IHG One Rewards: A British Traveller's Guide

IHG is the chain you've stayed in more often than you realise. Holiday Inn, Holiday Inn Express, Crowne Plaza, voco, Kimpton, Hotel Indigo, InterContinental and Six Senses are all under the same umbrella, and their UK footprint is by some distance the largest of any international hotel group. That alone makes IHG One Rewards worth understanding, even if you're not actively collecting.

The card that does the work

The IHG One Rewards Premium credit card, issued in the UK by Creation, costs £99 a year. The headline reasons to hold it:

  • Automatic IHG Platinum status, which gets you room upgrades when available and welcome bonuses.
  • A free anniversary night certificate good at properties costing up to 40,000 points per night. At many UK Crowne Plaza and Holiday Inn properties that's a clean win on the card fee alone.
  • 10 IHG points per £1 on IHG spend, plus modest earning rates on everyday categories.

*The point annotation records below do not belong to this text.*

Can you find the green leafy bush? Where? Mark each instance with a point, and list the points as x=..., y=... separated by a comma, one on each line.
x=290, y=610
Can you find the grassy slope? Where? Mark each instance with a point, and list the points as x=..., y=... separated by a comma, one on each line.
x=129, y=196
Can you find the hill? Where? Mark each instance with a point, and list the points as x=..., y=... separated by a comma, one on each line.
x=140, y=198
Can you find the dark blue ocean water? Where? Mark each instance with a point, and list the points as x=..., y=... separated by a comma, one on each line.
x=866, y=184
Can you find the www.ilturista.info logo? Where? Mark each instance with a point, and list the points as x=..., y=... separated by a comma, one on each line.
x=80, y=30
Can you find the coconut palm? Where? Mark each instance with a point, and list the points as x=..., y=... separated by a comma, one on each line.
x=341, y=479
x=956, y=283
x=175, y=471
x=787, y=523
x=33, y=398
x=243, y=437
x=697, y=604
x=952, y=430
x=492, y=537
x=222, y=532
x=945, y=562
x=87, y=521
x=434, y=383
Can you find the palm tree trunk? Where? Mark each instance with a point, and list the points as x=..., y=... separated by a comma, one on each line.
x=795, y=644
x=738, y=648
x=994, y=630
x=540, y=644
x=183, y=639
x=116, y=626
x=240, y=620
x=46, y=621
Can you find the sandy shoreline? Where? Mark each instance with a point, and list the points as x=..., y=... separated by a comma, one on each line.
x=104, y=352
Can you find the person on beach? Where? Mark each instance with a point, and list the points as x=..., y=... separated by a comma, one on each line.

The free version of the card (Creation IHG One Rewards) earns less and includes only Silver status. Most UK collectors who bother with IHG hold the Premium.

What the points are worth

IHG points price in at roughly 0.4-0.5p each when redeemed for typical UK Holiday Inn or Crowne Plaza stays. That's modest, but two things tilt the maths:

  • The free night certificate caps at 40,000 points, which can be used at properties whose cash rates often exceed £200/night.
  • The "PointBreaks" promotion (sporadic) prices certain stays at 10,000-15,000 points per night for properties that would normally be much higher.

UK sweet spots

  • InterContinental Park Lane, London. 70,000-90,000 points/night against cash rates above £400.
  • Kimpton Charlotte Square, Edinburgh. Boutique central-Edinburgh stays for 40,000-55,000 points per night.
  • voco St David's Cardiff. Waterfront views, often around 30,000 points/night.
  • Hotel Indigo Edinburgh / Manchester / Bath. Mid-tier boutique brand with consistently low points pricing.
  • Holiday Inn Express airport properties. Boring but unbeatable for an early flight from any UK regional airport at 15,000-20,000 points.

The status tiers in plain English

TierAnnual nightsPractical perks
Club (free)0Member rates, free Wi-Fi
Silver1010% bonus points, modest welcome amenity
Gold2020% bonus, late check-out subject to availability
Platinum40 (free with the Premium card)Room upgrades when available, welcome points or amenity
Diamond70Suite upgrades sometimes, milestone rewards, dedicated service

The honest assessment

IHG is rarely anyone's primary hotel chain. The points devalue in waves, the elite benefits are softer than Hilton or Marriott (no formal free breakfast at Platinum, for instance), and the absolute redemption value lags Hyatt by some margin. But if you regularly book Holiday Inn Express rooms near UK regional airports, or you do quarterly trips to London hotels, the £99 Premium card almost pays for itself in the free night certificate alone, and the breadth of UK properties means it's the easiest chain to actually burn points in without going abroad.